Quel islam pour l'Europe? (12/08/2017)

quel islam pour l'europe.pngJe suis tombé sur la première épreuve non corrigée d'un petit livre d'une centaine de pages intitulé "Quel islam pour l'Europe?" (l'ouvrage doit sortir le 6 septembre chez Labor et Fides). Pour un aussi petit livre, le titre est ambitieux. Et incongru.

Incongru car il laisse entendre que l'Europe aurait besoin d'un islam ou aurait dans son ADN quelques liens avec l'islam (ce que défend l'un des deux auteurs) ou encore qu'un islam à la sauce européenne (c'est-à-dire compatible avec la démocratie, la suprématie du droit civil et les droits humains) serait possible tout en restant conforme au Coran.

On veux bien espérer cette dernière issue. On appelle même de nos voeux cette réforme de l'islam. On n'en voit rien poindre aujourd'hui dans les discours des imams. Mais il est vrai que ce ne sont pas les horlogers qui ont inventé la montre à quartz, la swatch ou la ewatch.

La réforme de l'islam (ou un possible vivre ensemble, ce qui ne serait déjà pas mal) viendra donc d'ailleurs. De l'Europe? De Genève?

De Genève, où le Picard Calvin a forgé une branche autonome du christianisme et une petite dictature protestante? Qu'en reste-t-il cinq siècles plus tard?

Le creuset lémanique, où vécut un temps Rousseau et Voltaire, serait-il propice à la réforme de l'islam? Ni Yadh Ben Achour ni François Dermange, les deux contributeurs de "Quel islam pour l'Europe", n'en affirment l'ambition dans leur petit opuscule. Le projet sourd néanmoins de leur plume. Dès septembre, ils vont s'atteler à une modeste formation continue des imams en notre bonne université de Genève (Lire ici et là - encore que là on ne trouve rien sur la future formation). 
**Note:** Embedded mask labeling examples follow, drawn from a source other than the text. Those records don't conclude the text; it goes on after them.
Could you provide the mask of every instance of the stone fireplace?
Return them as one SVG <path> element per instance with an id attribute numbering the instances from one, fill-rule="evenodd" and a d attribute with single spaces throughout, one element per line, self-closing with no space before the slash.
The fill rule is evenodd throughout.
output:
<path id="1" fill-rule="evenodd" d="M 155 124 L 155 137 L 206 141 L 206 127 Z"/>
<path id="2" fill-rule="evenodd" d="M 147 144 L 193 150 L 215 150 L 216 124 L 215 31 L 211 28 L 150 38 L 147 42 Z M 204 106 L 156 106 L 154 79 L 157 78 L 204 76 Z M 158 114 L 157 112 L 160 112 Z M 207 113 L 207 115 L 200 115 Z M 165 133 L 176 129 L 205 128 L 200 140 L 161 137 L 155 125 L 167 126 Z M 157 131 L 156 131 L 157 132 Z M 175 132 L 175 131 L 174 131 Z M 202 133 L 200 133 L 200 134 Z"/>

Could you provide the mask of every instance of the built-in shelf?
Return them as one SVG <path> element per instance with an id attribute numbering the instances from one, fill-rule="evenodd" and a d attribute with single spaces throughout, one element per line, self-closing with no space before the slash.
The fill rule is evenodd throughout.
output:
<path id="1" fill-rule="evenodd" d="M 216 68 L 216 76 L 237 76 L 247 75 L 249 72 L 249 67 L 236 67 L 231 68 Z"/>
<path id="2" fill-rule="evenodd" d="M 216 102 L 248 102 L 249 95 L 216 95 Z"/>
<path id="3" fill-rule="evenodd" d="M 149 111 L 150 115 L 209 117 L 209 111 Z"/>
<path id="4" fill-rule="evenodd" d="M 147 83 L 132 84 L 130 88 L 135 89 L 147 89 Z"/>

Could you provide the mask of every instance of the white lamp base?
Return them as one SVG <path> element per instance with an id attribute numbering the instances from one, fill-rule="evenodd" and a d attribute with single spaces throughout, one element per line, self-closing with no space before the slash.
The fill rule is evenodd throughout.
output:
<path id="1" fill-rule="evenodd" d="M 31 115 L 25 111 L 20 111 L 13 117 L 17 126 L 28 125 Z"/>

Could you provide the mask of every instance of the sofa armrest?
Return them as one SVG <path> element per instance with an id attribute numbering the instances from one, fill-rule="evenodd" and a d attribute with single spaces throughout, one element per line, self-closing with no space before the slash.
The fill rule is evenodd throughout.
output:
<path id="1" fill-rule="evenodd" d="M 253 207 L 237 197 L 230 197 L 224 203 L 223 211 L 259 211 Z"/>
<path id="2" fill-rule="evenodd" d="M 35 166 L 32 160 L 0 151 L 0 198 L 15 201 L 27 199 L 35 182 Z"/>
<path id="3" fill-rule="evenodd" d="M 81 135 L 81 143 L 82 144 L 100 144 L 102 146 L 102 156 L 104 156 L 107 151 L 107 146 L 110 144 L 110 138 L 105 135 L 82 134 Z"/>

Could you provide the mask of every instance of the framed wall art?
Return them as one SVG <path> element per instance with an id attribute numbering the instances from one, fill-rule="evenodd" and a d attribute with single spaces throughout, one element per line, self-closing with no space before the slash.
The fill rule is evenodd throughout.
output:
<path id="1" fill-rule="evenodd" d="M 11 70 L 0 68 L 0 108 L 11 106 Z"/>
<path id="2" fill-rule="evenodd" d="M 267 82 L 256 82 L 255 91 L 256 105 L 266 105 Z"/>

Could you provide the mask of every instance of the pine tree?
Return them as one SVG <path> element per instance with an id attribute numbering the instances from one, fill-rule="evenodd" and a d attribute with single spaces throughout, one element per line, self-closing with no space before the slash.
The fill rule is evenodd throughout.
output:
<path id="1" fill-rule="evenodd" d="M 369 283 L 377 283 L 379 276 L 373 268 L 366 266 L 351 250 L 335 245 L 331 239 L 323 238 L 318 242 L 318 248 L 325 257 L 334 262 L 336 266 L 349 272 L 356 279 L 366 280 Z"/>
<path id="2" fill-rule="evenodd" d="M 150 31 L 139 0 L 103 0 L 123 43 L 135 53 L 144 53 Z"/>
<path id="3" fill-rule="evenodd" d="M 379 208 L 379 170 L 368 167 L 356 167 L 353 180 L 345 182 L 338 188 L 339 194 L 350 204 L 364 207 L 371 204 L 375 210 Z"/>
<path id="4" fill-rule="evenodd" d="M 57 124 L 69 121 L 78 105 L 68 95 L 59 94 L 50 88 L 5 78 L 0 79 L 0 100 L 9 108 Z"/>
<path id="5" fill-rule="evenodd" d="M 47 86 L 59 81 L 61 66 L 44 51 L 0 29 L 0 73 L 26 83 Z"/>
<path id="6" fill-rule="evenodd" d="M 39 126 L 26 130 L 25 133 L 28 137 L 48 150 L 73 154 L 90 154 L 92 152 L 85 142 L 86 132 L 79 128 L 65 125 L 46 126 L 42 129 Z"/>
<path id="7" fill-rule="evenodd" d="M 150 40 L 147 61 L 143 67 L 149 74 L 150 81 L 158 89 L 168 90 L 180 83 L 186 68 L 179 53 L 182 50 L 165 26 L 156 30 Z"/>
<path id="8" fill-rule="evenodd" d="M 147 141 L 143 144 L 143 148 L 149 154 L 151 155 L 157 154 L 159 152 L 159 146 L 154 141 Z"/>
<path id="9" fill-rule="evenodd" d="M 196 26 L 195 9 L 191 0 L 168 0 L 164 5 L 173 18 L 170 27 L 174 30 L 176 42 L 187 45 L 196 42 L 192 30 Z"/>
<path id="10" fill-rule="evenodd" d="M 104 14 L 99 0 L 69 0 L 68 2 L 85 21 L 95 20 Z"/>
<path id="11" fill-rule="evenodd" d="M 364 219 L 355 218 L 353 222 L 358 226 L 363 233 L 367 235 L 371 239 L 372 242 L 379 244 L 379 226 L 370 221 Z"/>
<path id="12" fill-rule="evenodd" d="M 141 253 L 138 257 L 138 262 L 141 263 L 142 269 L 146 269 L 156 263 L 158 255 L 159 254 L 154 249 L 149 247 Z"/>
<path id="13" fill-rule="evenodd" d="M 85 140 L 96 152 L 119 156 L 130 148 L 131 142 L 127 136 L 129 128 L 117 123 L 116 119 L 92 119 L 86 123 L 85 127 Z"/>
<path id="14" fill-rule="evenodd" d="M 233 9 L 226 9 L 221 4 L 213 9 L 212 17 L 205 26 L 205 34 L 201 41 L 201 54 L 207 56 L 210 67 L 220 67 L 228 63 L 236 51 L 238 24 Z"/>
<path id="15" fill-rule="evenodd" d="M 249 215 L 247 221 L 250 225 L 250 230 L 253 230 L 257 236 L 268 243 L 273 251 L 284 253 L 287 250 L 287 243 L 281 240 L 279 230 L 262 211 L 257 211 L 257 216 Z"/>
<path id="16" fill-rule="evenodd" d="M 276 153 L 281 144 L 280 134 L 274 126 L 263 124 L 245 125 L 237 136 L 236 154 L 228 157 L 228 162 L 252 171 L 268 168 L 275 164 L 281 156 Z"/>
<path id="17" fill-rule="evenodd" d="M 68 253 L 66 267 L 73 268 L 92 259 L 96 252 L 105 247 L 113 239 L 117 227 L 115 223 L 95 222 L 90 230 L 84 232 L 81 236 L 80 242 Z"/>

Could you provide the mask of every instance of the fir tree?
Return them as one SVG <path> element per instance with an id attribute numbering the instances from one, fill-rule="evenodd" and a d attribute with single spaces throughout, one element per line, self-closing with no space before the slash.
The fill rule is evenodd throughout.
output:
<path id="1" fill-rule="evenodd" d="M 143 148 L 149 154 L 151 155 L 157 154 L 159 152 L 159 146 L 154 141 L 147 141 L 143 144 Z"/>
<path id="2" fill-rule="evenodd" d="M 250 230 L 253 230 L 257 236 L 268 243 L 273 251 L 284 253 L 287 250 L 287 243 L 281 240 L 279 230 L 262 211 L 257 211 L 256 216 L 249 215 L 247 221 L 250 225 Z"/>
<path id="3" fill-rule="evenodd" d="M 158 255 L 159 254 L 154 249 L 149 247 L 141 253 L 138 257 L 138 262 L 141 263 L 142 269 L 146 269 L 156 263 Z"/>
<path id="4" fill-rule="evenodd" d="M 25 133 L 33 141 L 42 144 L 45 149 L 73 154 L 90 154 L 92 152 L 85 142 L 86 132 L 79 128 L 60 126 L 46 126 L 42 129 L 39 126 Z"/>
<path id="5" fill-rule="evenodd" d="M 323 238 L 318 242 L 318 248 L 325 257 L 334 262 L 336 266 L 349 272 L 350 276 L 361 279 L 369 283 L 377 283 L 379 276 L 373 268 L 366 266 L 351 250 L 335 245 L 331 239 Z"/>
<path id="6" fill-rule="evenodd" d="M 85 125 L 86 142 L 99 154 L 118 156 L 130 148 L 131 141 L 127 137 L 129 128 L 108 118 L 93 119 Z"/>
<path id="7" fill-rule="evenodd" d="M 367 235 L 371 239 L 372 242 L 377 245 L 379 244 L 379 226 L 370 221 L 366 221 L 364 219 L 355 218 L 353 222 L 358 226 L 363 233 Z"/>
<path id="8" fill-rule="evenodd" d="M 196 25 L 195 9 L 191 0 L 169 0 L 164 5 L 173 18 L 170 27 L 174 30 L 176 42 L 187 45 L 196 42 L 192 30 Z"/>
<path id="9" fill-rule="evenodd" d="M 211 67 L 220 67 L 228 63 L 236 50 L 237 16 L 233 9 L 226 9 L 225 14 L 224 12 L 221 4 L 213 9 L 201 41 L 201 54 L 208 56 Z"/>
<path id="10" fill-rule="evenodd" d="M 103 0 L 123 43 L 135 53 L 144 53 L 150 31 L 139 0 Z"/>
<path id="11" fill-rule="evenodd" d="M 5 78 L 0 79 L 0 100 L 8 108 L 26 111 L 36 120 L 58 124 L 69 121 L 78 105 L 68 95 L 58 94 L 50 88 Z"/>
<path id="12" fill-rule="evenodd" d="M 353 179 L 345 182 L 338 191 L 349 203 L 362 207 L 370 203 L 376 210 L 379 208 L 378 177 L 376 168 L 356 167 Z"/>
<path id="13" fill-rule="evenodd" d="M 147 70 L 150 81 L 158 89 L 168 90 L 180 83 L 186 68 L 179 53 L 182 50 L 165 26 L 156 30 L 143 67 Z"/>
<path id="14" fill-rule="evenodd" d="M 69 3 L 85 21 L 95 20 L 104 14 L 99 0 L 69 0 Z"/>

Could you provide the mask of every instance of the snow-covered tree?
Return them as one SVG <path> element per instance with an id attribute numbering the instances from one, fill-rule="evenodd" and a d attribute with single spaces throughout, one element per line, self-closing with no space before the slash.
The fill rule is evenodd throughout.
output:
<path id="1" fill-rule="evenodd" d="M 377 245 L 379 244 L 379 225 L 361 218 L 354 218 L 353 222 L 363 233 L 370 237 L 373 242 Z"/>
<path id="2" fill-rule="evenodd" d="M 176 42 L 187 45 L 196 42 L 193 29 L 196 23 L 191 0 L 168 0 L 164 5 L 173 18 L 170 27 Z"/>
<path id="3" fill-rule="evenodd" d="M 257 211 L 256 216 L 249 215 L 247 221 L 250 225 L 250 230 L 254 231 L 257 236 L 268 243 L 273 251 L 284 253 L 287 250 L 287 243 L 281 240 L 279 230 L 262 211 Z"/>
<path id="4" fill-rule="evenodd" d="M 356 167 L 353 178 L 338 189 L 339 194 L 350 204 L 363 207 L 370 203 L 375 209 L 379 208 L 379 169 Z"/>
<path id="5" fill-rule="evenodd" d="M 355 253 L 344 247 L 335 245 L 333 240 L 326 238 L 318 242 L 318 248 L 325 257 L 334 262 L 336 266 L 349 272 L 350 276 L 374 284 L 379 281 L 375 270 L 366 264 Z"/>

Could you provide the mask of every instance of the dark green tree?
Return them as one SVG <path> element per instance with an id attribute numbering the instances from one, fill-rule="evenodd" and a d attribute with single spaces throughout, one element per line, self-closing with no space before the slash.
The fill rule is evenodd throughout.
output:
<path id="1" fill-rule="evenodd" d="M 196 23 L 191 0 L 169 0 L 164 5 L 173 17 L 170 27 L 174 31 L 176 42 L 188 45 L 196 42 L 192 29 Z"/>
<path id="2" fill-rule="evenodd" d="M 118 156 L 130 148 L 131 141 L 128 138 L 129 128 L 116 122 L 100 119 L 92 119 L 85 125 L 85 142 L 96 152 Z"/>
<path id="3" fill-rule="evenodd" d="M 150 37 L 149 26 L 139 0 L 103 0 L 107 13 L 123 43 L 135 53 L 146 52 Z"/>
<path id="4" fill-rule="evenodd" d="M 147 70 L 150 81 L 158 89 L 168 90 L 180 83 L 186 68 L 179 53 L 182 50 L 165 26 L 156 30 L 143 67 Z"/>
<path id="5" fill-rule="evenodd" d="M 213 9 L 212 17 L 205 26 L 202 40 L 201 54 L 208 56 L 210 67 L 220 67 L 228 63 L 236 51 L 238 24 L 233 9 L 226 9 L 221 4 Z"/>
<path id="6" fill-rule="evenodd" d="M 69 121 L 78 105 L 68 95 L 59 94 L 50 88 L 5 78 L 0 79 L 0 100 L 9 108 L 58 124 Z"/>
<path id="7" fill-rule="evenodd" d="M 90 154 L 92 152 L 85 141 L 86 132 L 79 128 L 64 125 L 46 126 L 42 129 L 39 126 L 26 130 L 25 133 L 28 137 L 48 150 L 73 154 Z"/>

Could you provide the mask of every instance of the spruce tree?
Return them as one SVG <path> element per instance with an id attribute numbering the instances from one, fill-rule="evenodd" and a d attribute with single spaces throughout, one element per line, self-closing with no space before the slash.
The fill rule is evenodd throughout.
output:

La lecture du chapitre rédigé par Yadh Ben Achour, partout présenté comme un éminent professeur et une cheville ouvrière de la nouvelle Tunisie démocratique, m'a laissé songeur. Et je me suis dit, ici et là, que ma chère consœur Mireille Vallette - malgré ses propres présupposés fondamentalistes (personne n'y échappe) - n'avait pas tout tort de dénoncer les prétentions orgueilleuses des ténors de l'islam. Ben Achour nous ressort les poncifs d'un monde islamique éclairé sans qui l'Europe serait restée dans la nuit.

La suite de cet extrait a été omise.